DIE FÜLLFEDER#

Die meisten Menschen halten die Füllfeder für eine Erfindung der Neuzeit, und viele glauben auch, in ihr ein Stück amerikanischen Fortschritts sehen zu müssen, weil seinerzeit die guten Füllfedern häufig aus Amerika zu uns gelangten.

Erfindung
Kielfeder, gemeinfrei
Metallfeder
Füllfeder, Foto Graupp

Aber die Füllfeder ist weder eine neue Erfindung, noch ist sie amerikanischen Ursprungs; denn schon vor nahezu 300 Jahren kannte man Füllfedern, und das Verdienst ihrer Erfindung gebührt einem findigen deutschen Kopf.
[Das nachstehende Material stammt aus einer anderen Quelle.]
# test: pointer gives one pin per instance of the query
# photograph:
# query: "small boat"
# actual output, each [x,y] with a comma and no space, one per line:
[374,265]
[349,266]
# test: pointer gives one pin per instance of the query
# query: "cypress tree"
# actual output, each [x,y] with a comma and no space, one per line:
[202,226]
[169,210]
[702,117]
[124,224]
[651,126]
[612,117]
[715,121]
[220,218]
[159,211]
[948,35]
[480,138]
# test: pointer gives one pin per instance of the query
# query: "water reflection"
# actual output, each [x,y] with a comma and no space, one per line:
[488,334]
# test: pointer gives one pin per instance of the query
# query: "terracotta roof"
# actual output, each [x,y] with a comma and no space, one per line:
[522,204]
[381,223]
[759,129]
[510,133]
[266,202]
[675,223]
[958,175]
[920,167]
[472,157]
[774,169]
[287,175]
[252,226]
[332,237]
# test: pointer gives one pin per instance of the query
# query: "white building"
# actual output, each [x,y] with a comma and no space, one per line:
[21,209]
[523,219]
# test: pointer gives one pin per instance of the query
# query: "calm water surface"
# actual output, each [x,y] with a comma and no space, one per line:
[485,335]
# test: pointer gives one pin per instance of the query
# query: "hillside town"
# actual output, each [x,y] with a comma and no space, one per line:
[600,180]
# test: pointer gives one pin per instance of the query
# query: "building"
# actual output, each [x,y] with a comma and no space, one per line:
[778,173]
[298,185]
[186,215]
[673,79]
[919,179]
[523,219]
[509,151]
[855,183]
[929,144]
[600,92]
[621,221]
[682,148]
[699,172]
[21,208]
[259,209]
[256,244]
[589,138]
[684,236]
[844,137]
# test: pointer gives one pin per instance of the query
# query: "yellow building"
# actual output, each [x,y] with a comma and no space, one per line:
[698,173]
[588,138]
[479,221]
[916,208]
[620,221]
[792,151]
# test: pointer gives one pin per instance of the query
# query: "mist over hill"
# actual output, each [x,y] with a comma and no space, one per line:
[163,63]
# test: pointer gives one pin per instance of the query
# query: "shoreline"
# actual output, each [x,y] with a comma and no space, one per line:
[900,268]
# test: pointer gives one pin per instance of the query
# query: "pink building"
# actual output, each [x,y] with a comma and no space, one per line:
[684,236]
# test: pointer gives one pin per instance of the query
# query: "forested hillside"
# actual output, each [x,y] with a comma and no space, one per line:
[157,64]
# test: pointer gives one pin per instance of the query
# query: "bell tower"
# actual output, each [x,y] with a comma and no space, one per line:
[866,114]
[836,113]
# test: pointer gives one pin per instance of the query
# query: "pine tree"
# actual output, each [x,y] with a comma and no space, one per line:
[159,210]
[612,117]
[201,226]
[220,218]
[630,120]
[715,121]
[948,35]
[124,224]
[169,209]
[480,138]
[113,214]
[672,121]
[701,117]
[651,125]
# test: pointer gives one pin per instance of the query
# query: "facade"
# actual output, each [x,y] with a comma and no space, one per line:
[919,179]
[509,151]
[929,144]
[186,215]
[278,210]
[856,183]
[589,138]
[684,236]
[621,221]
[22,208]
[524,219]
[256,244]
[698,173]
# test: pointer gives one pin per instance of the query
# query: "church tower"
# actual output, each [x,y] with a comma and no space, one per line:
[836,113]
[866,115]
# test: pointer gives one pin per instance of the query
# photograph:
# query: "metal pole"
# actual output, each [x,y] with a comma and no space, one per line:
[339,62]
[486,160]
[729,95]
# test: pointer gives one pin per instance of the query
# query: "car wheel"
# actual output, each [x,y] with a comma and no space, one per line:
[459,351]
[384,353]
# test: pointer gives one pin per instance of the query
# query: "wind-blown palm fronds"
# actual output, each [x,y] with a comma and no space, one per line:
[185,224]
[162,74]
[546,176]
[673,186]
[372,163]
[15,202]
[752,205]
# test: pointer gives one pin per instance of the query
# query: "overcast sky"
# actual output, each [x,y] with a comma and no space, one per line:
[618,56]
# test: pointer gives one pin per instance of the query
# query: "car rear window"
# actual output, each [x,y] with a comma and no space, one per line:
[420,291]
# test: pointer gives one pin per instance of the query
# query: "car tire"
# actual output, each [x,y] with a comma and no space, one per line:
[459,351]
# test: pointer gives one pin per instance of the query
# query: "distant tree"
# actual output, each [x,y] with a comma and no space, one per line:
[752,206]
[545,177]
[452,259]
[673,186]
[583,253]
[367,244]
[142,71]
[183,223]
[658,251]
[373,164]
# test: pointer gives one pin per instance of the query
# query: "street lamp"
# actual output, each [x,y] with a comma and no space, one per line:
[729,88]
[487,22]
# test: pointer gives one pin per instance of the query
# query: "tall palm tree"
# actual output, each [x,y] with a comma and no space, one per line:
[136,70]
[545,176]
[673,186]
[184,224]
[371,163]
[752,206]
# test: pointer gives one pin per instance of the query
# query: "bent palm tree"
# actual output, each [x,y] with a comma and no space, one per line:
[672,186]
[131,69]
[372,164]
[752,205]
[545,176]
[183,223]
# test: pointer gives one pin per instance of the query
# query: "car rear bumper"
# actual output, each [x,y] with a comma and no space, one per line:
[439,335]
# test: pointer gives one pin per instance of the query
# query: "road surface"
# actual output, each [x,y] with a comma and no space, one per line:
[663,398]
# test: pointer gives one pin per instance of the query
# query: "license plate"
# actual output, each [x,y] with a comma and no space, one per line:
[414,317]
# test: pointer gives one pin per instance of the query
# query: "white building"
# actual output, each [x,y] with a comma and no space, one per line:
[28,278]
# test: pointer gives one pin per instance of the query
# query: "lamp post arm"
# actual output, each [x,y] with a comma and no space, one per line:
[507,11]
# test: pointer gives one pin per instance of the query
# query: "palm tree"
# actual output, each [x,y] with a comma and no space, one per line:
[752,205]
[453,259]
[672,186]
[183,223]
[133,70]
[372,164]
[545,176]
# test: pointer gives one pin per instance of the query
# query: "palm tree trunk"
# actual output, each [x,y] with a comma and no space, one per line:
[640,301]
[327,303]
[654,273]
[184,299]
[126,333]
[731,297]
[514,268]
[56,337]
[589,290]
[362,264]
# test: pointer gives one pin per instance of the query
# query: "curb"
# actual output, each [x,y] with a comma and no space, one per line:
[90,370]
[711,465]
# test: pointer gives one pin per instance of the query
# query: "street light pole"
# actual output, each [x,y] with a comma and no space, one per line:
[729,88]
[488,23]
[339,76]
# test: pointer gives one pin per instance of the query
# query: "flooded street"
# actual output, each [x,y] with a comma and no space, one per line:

Die erste Beschreibung einer Füllfeder findet sich in einem Buch, das im Jahr 1636 erschien. „Erquickungsstunden“ heißt es, und sein Verfasser E. Schwenter, plaudert und berichtet darin über alles mögliche, unter anderem aber empfiehlt er auch ein schön secret, eine Feder zuzurichten welche Tinten hält. Sie sollte aus drei Kielen bestehen, deren unterster als Feder geschnitten war, während der zweite Kiel als Tintenbehälter diente, der durch ein kleines Loch die Tinte fließen ließ, und der dritte Kiel den eigentlichen Federhalter bildete. Jedenfalls war es nicht allzu schwierig, sich eine solche Füllfeder oder vielmehr „Reisfeder“, wie man sie damals nannte, da sie namentlich auf Reisen gute Dienste leisten konnte, selbst herzustellen, und so mögen denn tatsächlich schon im XVII. Jahrhundert Füllfedern bei uns im Gebrauch gewesen sein. Im gleichen Jahrhundert, und zwar nach den Forschungen von Feldhaus in einer im Jahr 1657 erschienenen französischen Reisebeschreibung, wird die Füllfeder noch einmal erwähnt. Es wird da von einem Mann erzählt, der eine „wunderbare Erfindung“ gemacht habe, „um bequem zu schreiben“. Statt der Federkiele, aus denen der deutsche Erfinder seine Federn zusammengefügt hatte, verwendete er aber bereits ein haltbares Material; er fertigte Feder und Tintenbehälter aus Silber, weshalb auch die Tinte nicht so rasch eintrocknete. Viel Tinte scheint der Behälter dieser Feder jedoch nicht gehabt zu haben, denn man konnte, ohne das Röhrchen frisch zu füllen, nur etwa eine halbe Hand breit schreiben.

Endlich enthält auch ein im Jahr 1727 erschienenes Buch die Beschreibung und Abbildung einer Füllfeder, die hier als „endlose Schreibfeder“ bezeichnet wird.

Obgleich nun die erste Idee zur Herstellung der Füllfedern von Deutschland ausging, dauerte es doch noch bis zum Ende des XVIII. Jahrhunderts, ehe eine deutsche Füllfeder in den Handel kam. Verkauft wurde diese erste deutsche Füllfeder vermutlich in Leipzig, wo der Mechaniker Scheller im Jahr 1783 „Reise Schreibfedern“ herstellte, die aus einem Metall- und Hornröhrchen bestanden, an dem unten die Feder befestigt und das zum Füllen mit Tinte bestimmt war. Da diese Federn verhältnismäßig billig waren, sie kosteten nur 10 Groschen, so dürften sie viel gekauft worden sein. 1791 erzählt auch der Idyllendichter F. X. Bronner einmal von seiner „perpetuierlichen messingen Schreibfeder, die im Oberteil zugleich die Tinte enthielt.

In England wurde das erste Patent auf eine Füllfeder im Jahr 1809 erteilt. Diese Feder bestand aus drei Teilen und ähnelt auch in mancher Hinsicht schon der modernen Füllfeder, wurde aber von der im Jahr 1919 von Scheffer erfundenen Füllfeder doch noch wesentlich übertroffen. Als „Nachtschreiber“ bezeichnete eine französische Patentschrift eine 1815 geschützte Füllfeder, mit der man bei gleichzeitiger Anwendung eines Lineals auch im Dunkeln bequem schreiben konnte. Die Feder bestand aus Metall und ließ sich auch auswechseln, was schon einen wichtigen Fortschritt bedeutete, da man bisher in den Füllhaltern fast immer nur die schwachen Kielfedern benutzt hatte. Die eigentlich praktische und dauerhafte Füllfeder ließ sich denn auch erst anfertigen, als man die Metallschreibfeder bereits in vollkommener Form herzustellen verstand, vor allem aber die Goldfeder, die sich für die Füllhalter am besten eignet.